Brexit driving UK tourism flows from and to Europe
The UK / EU Withdrawal agreement built around UK Govt. “red lines” and EU Commission policy is still awaiting ratification by the UK Parliament. The difficulty in gaining a majority for ratification and in particular a future trade deal has led to a political crisis in the UK, combined with an enormous constitutional struggle. This level of political crisis, against a backdrop of economic uncertainty, is destabilising the UK internally and threatening its relations with its closest neighbours in the EU. What will be the potential consequences for its geopolitical position and its economy and in particular for tourism flows between the UK and Europe?
Political commentators, notably Robert Cooper of the Financial Times, argue the political system crisis going on in the UK is a result of a fundamental lack of understanding in the UK of how the EU works and what it stands for. Many imagined that pure economic interest would drive talks between the two parties. The thinking was that economies with large markets within the UK would influence the Commission to give ground in negotiations with the UK at some point. In fact, the political and economic integrity of the Single Market and the International legal requirements to abide by the Good Friday Agreement have been the dominant factors. Many, especially of the Leave side of the argument in the UK, had not realised this would happen, despite the Commission being open about its priorities from the start. This is evidence, says Cooper, of a concerning misunderstanding of why the EU was set up in the first place.
“The EU is a political project: the customs union and the single market are means to an end.” Robert Cooper.
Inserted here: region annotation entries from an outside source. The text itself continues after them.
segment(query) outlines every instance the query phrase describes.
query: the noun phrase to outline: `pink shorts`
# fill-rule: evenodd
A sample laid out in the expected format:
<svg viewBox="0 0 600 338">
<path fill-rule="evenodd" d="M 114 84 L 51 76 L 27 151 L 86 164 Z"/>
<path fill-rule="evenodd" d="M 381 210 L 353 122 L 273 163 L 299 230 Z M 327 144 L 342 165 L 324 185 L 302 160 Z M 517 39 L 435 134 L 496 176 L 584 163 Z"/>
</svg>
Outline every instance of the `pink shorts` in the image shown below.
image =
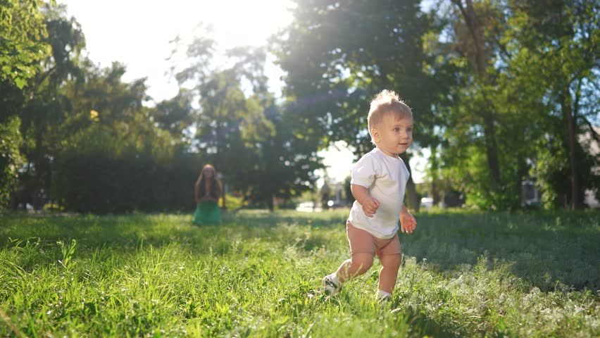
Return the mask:
<svg viewBox="0 0 600 338">
<path fill-rule="evenodd" d="M 353 256 L 356 254 L 370 254 L 381 258 L 382 256 L 402 253 L 398 234 L 387 239 L 377 238 L 366 230 L 354 227 L 348 220 L 346 222 L 346 234 L 350 244 L 350 254 Z"/>
</svg>

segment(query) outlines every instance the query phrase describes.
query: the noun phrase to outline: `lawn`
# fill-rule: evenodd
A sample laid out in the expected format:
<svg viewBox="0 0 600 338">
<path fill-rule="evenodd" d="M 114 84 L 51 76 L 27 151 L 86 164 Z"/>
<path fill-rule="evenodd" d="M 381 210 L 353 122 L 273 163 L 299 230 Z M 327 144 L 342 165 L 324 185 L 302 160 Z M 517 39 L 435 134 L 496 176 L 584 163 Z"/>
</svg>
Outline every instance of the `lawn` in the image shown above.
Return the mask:
<svg viewBox="0 0 600 338">
<path fill-rule="evenodd" d="M 0 336 L 600 336 L 598 212 L 418 214 L 389 304 L 319 291 L 346 215 L 0 215 Z"/>
</svg>

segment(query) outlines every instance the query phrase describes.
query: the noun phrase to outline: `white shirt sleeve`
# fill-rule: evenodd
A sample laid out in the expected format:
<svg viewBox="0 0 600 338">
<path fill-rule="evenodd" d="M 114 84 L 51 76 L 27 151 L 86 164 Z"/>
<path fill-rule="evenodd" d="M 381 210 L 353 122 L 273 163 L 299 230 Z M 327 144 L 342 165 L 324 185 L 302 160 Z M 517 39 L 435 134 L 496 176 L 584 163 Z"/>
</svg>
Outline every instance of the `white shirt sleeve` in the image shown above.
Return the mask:
<svg viewBox="0 0 600 338">
<path fill-rule="evenodd" d="M 370 187 L 377 177 L 377 161 L 375 156 L 367 154 L 352 165 L 351 184 L 357 184 L 365 188 Z"/>
</svg>

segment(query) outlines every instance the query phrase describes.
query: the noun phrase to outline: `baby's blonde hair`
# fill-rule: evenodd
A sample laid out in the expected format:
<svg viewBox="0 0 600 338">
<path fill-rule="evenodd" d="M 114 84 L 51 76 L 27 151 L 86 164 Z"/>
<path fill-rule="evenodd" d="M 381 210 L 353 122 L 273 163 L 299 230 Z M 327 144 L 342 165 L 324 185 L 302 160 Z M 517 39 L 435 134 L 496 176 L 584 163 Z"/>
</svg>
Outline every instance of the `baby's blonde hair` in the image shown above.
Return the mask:
<svg viewBox="0 0 600 338">
<path fill-rule="evenodd" d="M 400 99 L 400 96 L 395 92 L 382 90 L 371 101 L 369 115 L 367 118 L 369 134 L 371 135 L 372 142 L 374 141 L 373 135 L 371 134 L 371 128 L 380 123 L 383 117 L 389 113 L 394 113 L 400 119 L 413 118 L 413 111 L 411 108 Z"/>
</svg>

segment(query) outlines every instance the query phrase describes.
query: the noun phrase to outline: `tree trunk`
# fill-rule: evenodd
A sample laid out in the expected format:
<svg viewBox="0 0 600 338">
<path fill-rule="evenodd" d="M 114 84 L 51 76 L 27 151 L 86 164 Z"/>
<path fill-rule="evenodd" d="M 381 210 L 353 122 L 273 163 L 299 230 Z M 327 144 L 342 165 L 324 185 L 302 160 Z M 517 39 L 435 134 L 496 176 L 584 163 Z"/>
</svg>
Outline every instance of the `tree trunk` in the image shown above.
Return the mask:
<svg viewBox="0 0 600 338">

Equally concerning under these circumstances, is a political system in the UK based on adversarial party politics? The combination leaves the UK with no Parliamentary majority as yet for a Withdrawal Agreement or a new trade deal with the EU. In addition, increasing numbers of UK citizens wish to stay in the EU and the backlog of other issues on the domestic political agenda starved of attention grows. What will be the consequences for social cohesion in the UK, for relations with EU neighbours and for tourism flows between Europe and the UK?
Economics and tourism
All major reputable economic forecasts indicate that the UK economy will contract in the event of a no deal scenario becoming reality, to the tune of anywhere between 5-10% of GDP. The uncertainty regarding the basis of future trading between the UK and mainland Europe is widely acknowledged as damaging to inward investment to the UK and has already resulted in losses for the UK economy. Tourism, however, has benefited from the devalued pound making UK cheaper as a destination. According to figures from VisitBritain, 2018 saw a 6% increase in inbound Tourism to the UK to over 41M tourists and an increase in the amounts spent by tourists. In terms of its image abroad (nation Brand), the UK has retained its third place behind Japan and Germany (Anholt Index, 2018). The publicity, resulting from very successful Olympic games in 2012, has played a role in promoting the UK and in combination with cheaper pound tourism has benefitted. It remains to be seen whether the economic storm clouds gathering as a result of a potentially messy Brexit will affect this positive image and trend for UK tourism. What is likely though is that fewer British will be visiting mainland Europe if the pound stays where it is or devalues even further against the euro. More importantly, continued uncertainty will not enhance UK relations with EU countries and may damage the nation brand and tourism in the long run.